There are two main types of neurons in Aika: excitatory neurons and inhibitory neurons. The biological role models for those neurons are the spiny pyramidal cell and the aspiny stellate cell in the cerebral cortex. The pyramidal cells usually exhibit an excitatory characteristic and some of them possess long ranging axons that connect to other parts of the brain. The stellate cells on the other hand are usually inhibitory interneurons with short axons which form circuits with nearby neurons.
Those two types of neurons also have a different electrical signature. Stellate cells usually react to a constant depolarising current by firing action potentials. This occurs with a relatively constant frequency during the entire stimulus. In contrast, most pyramidal cells are unable to maintain a constant firing rate. Instead, they are firing quickly at the beginning of the stimulus and then reduce the frequency even if the stimulus stays strong. This slowdown over time is called adaption.

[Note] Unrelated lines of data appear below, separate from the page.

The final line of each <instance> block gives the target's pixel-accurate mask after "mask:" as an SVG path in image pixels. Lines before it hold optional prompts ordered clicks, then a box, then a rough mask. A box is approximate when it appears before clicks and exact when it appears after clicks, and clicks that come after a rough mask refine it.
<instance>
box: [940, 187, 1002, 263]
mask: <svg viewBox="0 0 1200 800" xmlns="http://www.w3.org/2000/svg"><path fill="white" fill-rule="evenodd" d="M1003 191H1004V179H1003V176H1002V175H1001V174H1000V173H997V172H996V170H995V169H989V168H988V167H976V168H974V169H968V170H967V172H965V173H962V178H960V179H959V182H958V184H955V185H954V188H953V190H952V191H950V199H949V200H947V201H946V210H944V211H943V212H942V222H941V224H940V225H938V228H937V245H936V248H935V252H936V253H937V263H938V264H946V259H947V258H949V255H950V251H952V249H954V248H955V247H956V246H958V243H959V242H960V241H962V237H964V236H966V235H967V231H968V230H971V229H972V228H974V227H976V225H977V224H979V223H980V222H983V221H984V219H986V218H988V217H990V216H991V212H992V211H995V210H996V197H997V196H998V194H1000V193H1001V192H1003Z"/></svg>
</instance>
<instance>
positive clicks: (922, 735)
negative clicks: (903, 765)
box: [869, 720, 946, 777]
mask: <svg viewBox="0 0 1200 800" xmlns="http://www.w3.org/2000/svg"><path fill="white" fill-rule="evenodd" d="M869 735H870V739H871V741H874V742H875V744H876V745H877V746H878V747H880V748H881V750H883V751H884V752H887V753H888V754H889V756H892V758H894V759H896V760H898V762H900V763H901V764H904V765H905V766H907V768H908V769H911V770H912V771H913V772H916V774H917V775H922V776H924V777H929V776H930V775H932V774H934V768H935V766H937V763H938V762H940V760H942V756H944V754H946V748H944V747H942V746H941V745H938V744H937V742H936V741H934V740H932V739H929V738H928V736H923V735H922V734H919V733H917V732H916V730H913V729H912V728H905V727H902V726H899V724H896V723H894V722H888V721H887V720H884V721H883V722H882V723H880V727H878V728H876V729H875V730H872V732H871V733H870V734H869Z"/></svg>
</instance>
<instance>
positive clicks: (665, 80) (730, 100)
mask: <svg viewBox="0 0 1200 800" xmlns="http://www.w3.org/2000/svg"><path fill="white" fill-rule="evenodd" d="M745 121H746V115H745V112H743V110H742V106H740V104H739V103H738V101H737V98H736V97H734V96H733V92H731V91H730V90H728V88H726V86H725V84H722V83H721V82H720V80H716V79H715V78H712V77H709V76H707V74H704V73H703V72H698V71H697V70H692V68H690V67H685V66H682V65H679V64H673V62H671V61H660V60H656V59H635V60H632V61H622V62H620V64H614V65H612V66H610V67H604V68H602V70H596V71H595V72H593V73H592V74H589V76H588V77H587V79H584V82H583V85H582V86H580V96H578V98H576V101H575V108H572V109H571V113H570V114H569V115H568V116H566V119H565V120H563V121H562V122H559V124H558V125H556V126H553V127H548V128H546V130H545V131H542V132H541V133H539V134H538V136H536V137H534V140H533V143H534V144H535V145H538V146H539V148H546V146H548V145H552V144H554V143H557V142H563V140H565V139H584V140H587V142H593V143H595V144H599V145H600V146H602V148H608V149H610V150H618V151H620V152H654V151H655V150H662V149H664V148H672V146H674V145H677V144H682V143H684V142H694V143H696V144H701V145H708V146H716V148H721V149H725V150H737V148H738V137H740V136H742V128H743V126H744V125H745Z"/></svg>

Aika tries to mimic this behaviour by using different activation functions for the different types of neurons. Since Aika is not a spiking neural network like the biological counterpart, we only have the neurons activation value which can roughly be interpreted as the firing frequency of a spiking neuron. In a sense the earlier described activation function based on the rectified tanh function quite nicely captures the adaption behaviour of a pyramidal cell. An increase of a weak signal has a strong effect on the neurons output, while an increase on an already strong signal has almost no effect. Furthermore, if the input of the neuron does not surpass a certain threshold then the neuron will not fire at all. For inhibitory neurons Aika uses the rectified linear unit function (ReLU).

$$y = \max(0, x)$$

Especially for strongly disjunctive neurons like the inhibitory neuron, ReLU has the advantage of propagating its input signal exactly as it is, without distortion or loss of information.